Recall the RS algorithms.

The Robinson-Schensted-Knuth (RSK) algorithm is the Robinson-Schensted algorithm taking matrices as input. By default we consider the row insertion algorithm: $$\text{RSK} = \text{RSK}_{\text{Row}}$$. Given a nonnegative integer matrix $$A$$, one can convert it to a word $$w(A)$$, and the RSK algorithm is defined as RS (with row insertion) taking $$w(A)$$ as the input

$\text{RSK} (A) := \text{RS}_{\text{Row}} (w(A))$

The conversion is by multiplicity: suppose $$A = (a_{ij})_{n \times \ell}$$, then

$w(A) := (1^{a_{11}} 2^{a_{12}} ... \ell^{a_{1 \ell}} 1^{a_{21}} 2^{a_{22}} ... \ell^{a_{2 \ell}} ... 1^{a_{n1}} 2^{a_{n2}} ... \ell^{a_{n \ell}})$

where $$k^m$$ means $$k$$ repeated $$m$$ times.

For example

$w(\begin{pmatrix} 1 & 0 & 4 \\ 4 & 2 & 3 \end{pmatrix}) = (13333111122333)$

One can also define the RSK column insertion algorithm, which is called the Burge correspondence.
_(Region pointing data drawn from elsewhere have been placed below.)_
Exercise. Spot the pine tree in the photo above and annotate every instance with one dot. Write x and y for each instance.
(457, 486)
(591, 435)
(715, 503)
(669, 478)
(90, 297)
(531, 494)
It is defined in the same way as the RSK row insertion, except we use a different conversion from matrices to words, which reads from right to left rather than from left to right as in $$w$$:

\begin{align} \text{RSK}_{\text{Col}} (A) &:= \text{RS}_{\text{Col}} (w'(A)) \\ w'(A) &:= (\ell^{a_{1 \ell}} ... 2^{a_{12}} 1^{a_{11}} \ell^{a_{2 \ell}} ... 2^{a_{22}} 1^{a_{21}} ... \ell^{a_{n \ell}} ... 2^{a_{n2}} 1^{a_{n1}}) \end{align}

so the previous example becomes

$w'(\begin{pmatrix} 1 & 0 & 4 \\ 4 & 2 & 3 \end{pmatrix}) = (33331333221111)$

The reason for having a different conversion is to get the RSK correspondences and the integrability results that can be derived from the correspondences.